Artista das linhas e das cores, Antonio Giacomin traduz em pinturas uma diversidade de beleza, pensamentos, cotidianos e identidades

A arte assumiu um contorno profissional na vida do artista plástico e designer de interiores Antônio Júlio Giacomin. A liberdade de pintar surgiu na metade da década de 1980 e, quando percebeu, o designer tinha sido ultrapassado pelo artista. Não que a vocação profissional tenha sido deixada de lado – até hoje Giacomin trabalha com destaque na área do design de móveis e interiores –, mas a veia artística imperou. “A aquarela surgiu em minha vida pela necessidade de colorir os projetos que fazia na área de arquitetura, como forma de dar vida àquilo. E percebi que além de ilustrador podia criar algo mais e as coisas foram crescendo, crescendo e tomando novos rumos”, recorda. A primeira exposição ocorreu em 1984 e de lá para cá não parou mais. Foram dezenas de mostras no Brasil e no Exterior. Com isso, vieram o reconhecimento e as premiações.

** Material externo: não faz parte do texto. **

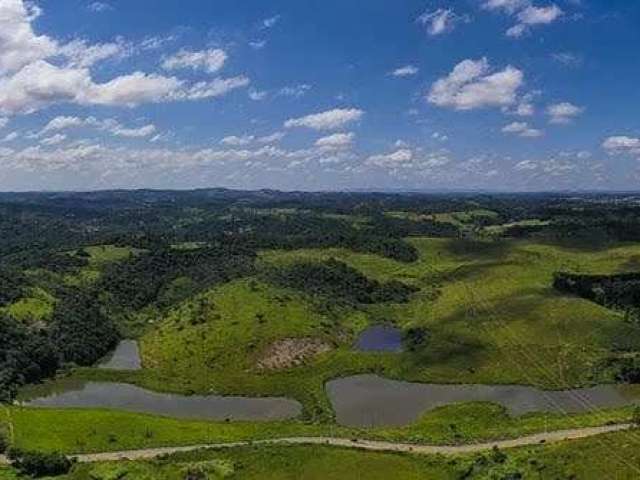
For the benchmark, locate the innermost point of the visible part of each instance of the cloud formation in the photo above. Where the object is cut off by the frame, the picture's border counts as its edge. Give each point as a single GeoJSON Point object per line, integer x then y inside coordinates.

Autodidata, aprendeu sobre a técnica e comprou materiais. Iniciou no curso de Artes Plásticas, mas desistiu no meio caminho quando percebeu que o currículo não era o que almejava. Sua vocação era mais pessoal e intimista e partiu em busca de aprendizados em workshops. Foi aluno de mestres como Joaquim da Fonseca, Marta Penter, Rick Kochenasch e Álvaro Castagnet. Com eles se aperfeiçoou. Nascia o artista, que imprime em suas pinturas uma diversidade de beleza e um cotidiano fora do olhar comum.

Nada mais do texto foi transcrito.